Another land-based subsidiary, Medlog, is everywhere. Almost continuously it is investing in what it calls “inland logistics platforms” that comprise warehouses, trucks and barges scattered over 80 countries, and rising. And, carrying passengers instead of cargo, in 2024 MSC moved into high-speed trains through a half-share in Italo, a rival to Italy’s state-owned Trenitalia.
A big year
Perhaps MSC’s biggest year for acquisitions came in 2024. In March, its subsidiary group, SAS (Shipping Agencies Services) bought 42% of Lyon-based Clasquin Group, an air and sea forwarding company. In July, Norway’s Gram Car Carriers fell to MSC in a $700M deal. In September, Medlog snapped up British haulier Maritime Transport. In October, Brazil’s 184 year-old Wilson Sons, another port and shipping group, sold a majority stake to MSC. In November, the Port of Hamburg’s main terminal operator, Hamburger Hafen und Logistic, parted with a minority stake to a specially created MSC subsidiary in a difficult and highly political deal involving local authorities. It was a conclusion to a voracious year.

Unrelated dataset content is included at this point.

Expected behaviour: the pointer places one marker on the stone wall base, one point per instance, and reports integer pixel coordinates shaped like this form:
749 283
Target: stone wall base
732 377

Typically, MSC invests heavily in these acquisitions. For example, in the case of Hamburg it has pledged to provide its share of €450m to equip the port for a target of a million TEU a year by 2031. And starting in 2026, it will build a new German headquarters near the port.
Today’s MSC is hardly recognisable from what it was as recently as 2010. Its shipping line alone sails 300 trade routes and calls at 520 ports. It carries about 24.5m TEU a year. And if the cruise business is included, it employs 200,000 people worldwide.
Hard to credit that it all began with the second-hand Patricia.